Diese Zeit war wahrscheinlich die erfolgreichste seiner politischen Laufbahn. Zunächst milderte Kurz den von der Freiheitlichen Partei Österreichs (FPÖ) vergifteten Ton in der Einwanderungspolitik etwas ab, später wurde er selbst zu einem Verfechter eines harten Kurses. Während der Flüchtlingskrise setzte er die Schließung der Balkanroute durch, zunächst für sein Land und später als einheitliche EU-Strategie.

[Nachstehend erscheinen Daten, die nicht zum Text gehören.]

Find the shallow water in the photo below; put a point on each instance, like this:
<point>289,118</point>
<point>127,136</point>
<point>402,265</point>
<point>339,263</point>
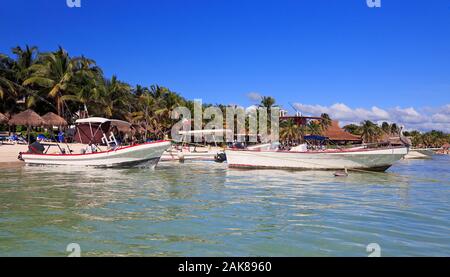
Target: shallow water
<point>205,209</point>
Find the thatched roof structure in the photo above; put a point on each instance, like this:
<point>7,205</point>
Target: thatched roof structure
<point>52,119</point>
<point>27,118</point>
<point>335,133</point>
<point>3,118</point>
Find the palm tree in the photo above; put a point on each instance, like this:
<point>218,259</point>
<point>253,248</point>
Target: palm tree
<point>291,132</point>
<point>85,84</point>
<point>8,86</point>
<point>370,131</point>
<point>353,129</point>
<point>314,128</point>
<point>267,102</point>
<point>395,130</point>
<point>114,98</point>
<point>54,71</point>
<point>325,121</point>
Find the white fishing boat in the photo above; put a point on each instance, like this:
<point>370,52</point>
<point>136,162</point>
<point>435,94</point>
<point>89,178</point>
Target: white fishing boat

Nach wie vor betont er, dass er aus eigener Überzeugung die "falsche Politik" der offenen Grenzen abgelehnt habe.
Sieben Mal traf Kurz mit Wladimir Putin zusammen. In einem der Bücher, die über ihn geschrieben wurden, spricht der ehemalige Außenminister über die Jahre der entspannten Atmosphäre, Vier-Personen-Gespräche, die auf Deutsch geführt wurden, und ein Treffen in einem Raum mit Kamin, während es draußen minus 22 Grad hatte. Aber Putins Persönlichkeit ist nicht näher, Kurz nennt ihn "sehr kühl, diszipliniert und immer gut vorbereitet".
Die Zeit der Kanzlerin
Sebastian Kurz wurde 2017 im Alter von 31 Jahren zum österreichischen Bundeskanzler gewählt und im selben Jahr vom Time Magazine als einer von zehn "Next Generation Leaders" aufgeführt. Am Tag seines Wahlsiegs beschrieb die deutsche Zeitung Welt Kurz als "konservativ-liberalen, europäisch denkenden Politiker", dessen Aufstieg in vielerlei Hinsicht dem von Präsident Emmanuel Macron ähnelt. Die Schließung der Balkanroute war eine diplomatische Meisterleistung.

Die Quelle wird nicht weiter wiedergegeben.